Two-dimensional phosphorus-based binary nanosheets for photocatalyzing water splitting: A first-principles study

Abstract

Based on the current research on phosphorus-based binary compounds, we designed three two-dimensional (2D) materials, namely P2N2, P3N and δ-P3B monolayers. The stability, mechanical and electronic properties of these 2D crystals were investigated using density functional theory (DFT) method. Our proposed monolayers are all semiconductors and exhibit structural and mechanical anisotropy.
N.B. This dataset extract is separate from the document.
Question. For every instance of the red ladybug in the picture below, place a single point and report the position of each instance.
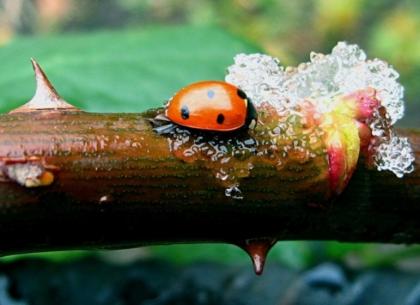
(212, 106)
The P2N2, P3N and δ-P3B were identified to possess good stability, as demonstrated by their high cohesive energies, positive phonon dispersions, and structural integrity through molecular dynamics simulations at 300–1500 K. The band edges and bandgaps of P2N2, P3N and δ-P3B show different variation under external strains, and P3N with strain modulation become suitable for photocatalyzing water splitting, due to appropriate band alignment, the different spatial distributions of CBM/VBM, long electron-hole (e-h) recombination time, the optical adsorption in visible and UV light region, and high hole mobility. Our systematic studies added new members of phosphorus nitrogen (PN) and phosphorus boron (PB) binary compounds, which are expected to serve as high-efficient photocatalysts for water splitting and flexible nanoelectronic devices.